Like the marginalized replicants thrust into its dreary, dystopian world, Blade Runner 2049 shoulders a burdensome, existential weight. The sequel to Ridley Scott’s seminal cyberpunk masterpiece has a daunting legacy to uphold, and the laudable effort made to contribute to that legacy is worth mentioning upfront. Beyond that, the less you know about this film—and the more you know about the original—the better positioned you’ll be to appreciate director Denis Villeneuve’s formidable attempt at an impossible sequel. So, to borrow a phrase from the late Dr. Eldon Tyrell, indulge me.
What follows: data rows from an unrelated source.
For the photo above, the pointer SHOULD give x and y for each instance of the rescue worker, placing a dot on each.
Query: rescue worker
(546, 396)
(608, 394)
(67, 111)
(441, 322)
1982 was arguably the greatest summer movie season ever and a benchmark year for science fiction. Six enduring classics dropped in a span of just seven weeks: The Road Warrior, The Wrath of Khan, E.T., Blade Runner, The Thing, and Tron. Though E.T. went on to become the highest grossing movie of the year, Blade Runner may yet be the most important. In the interim 35 years since its release, the film has ascended to a position of almost unrivaled influence in the pantheon of cinema’s sci-fi greats. Its lurid neon lights and its rain-slicked, smog-choked streets have forever polluted our vision of the future.
It wasn’t a simple journey to the top. The film has been sliced and diced into no fewer than five distinct cuts; among them the US theatrical cut, marred by concessions to an anxious studio; a more violent international version; an unfinished workprint; the remedial director’s cut; and the (perhaps) definitive final cut. The making of the film, its lukewarm reception, and its unmistakable effect on the direction of the genre is a story in itself; in fact, there’s an exhaustive three-and-a-half-hour documentary on the subject, produced in 2007 as a supplement to one of the film’s many home video releases.
All of this is to say that a sequel is kind of a big deal. Set 30 years after the events of the original film, 2049 follows K (Ryan Gosling), a cop tasked with hunting down and dispatching non-compliant replicants. It’s the same job Rick Deckard (Harrison Ford) had until he dropped off the map three decades ago. How 2049 picks up the pieces is best left unsaid, suffice it to say screenwriters Hampton Fancher and Michael Green aim to preserve the integrity of the original Blade Runner while expanding upon its universe, its characters, and its mythology.
Yet 2049’s most important inheritance isn’t in the script—it’s the meditative mood and hallucinatory aesthetic Scott established in 1982. Villeneuve captures the surreal yet banal vision of a dystopic future with uncomfortable plausibility, bringing the streets of Los Angeles to vivid life with breathtaking images that ride the fine line between dream and nightmare. As in Blade Runner, the dull narrative throb will sometimes subside to explore inconsequential yet emotionally evocative sequences that serve the central questions of the piece better than any dialogue: what does it mean to be human, and how do we retain our humanity as life on Earth fundamentally changes?
These respites give viewers permission to abandon the binary progression of the plot in favor of abstract introspection. Time seems to slow as Villeneuve ponders and prods, visually accentuating the loneliness of the characters who populate this ugly, artificial world. Genuine connections are few and far between, and in their absence, prejudice and resentment fester. Empathy isn’t easy in an increasingly solitary existence, yet hope remains; those of us who are most isolated may also prove to be the most humane.
Its deliberate, defiant pacing makes Blade Runner 2049 an anomaly in the modern movie sequelscape. It’s a big-budget gamble for the studios involved, and is likely to divide audiences as much or more than Ridley Scott’s obtuse, ambiguous original. Blade Runner, despite its obvious cultural impact and sterling reputation with the cineaste crowd, remains relatively little-seen and even less appreciated by the masses; modern audiences may not have patience for its successor’s protracted two-hour-45-minute runtime and fans may be disappointed by impossibly high expectations.
Neither group is wrong to be skeptical—this is not a mainstream movie, nor could any follow-up hope to immediately assume the classic status Blade Runner has slowly built for itself over five cuts and 35 years. Still, the concerted effort of Fancher, Green, Villeneuve, and cinematographer Roger Deakins elevate an unnecessary sequel into something worth seeing, worth discussing, and worth recommending to those with an open mind. Indulge at your own risk.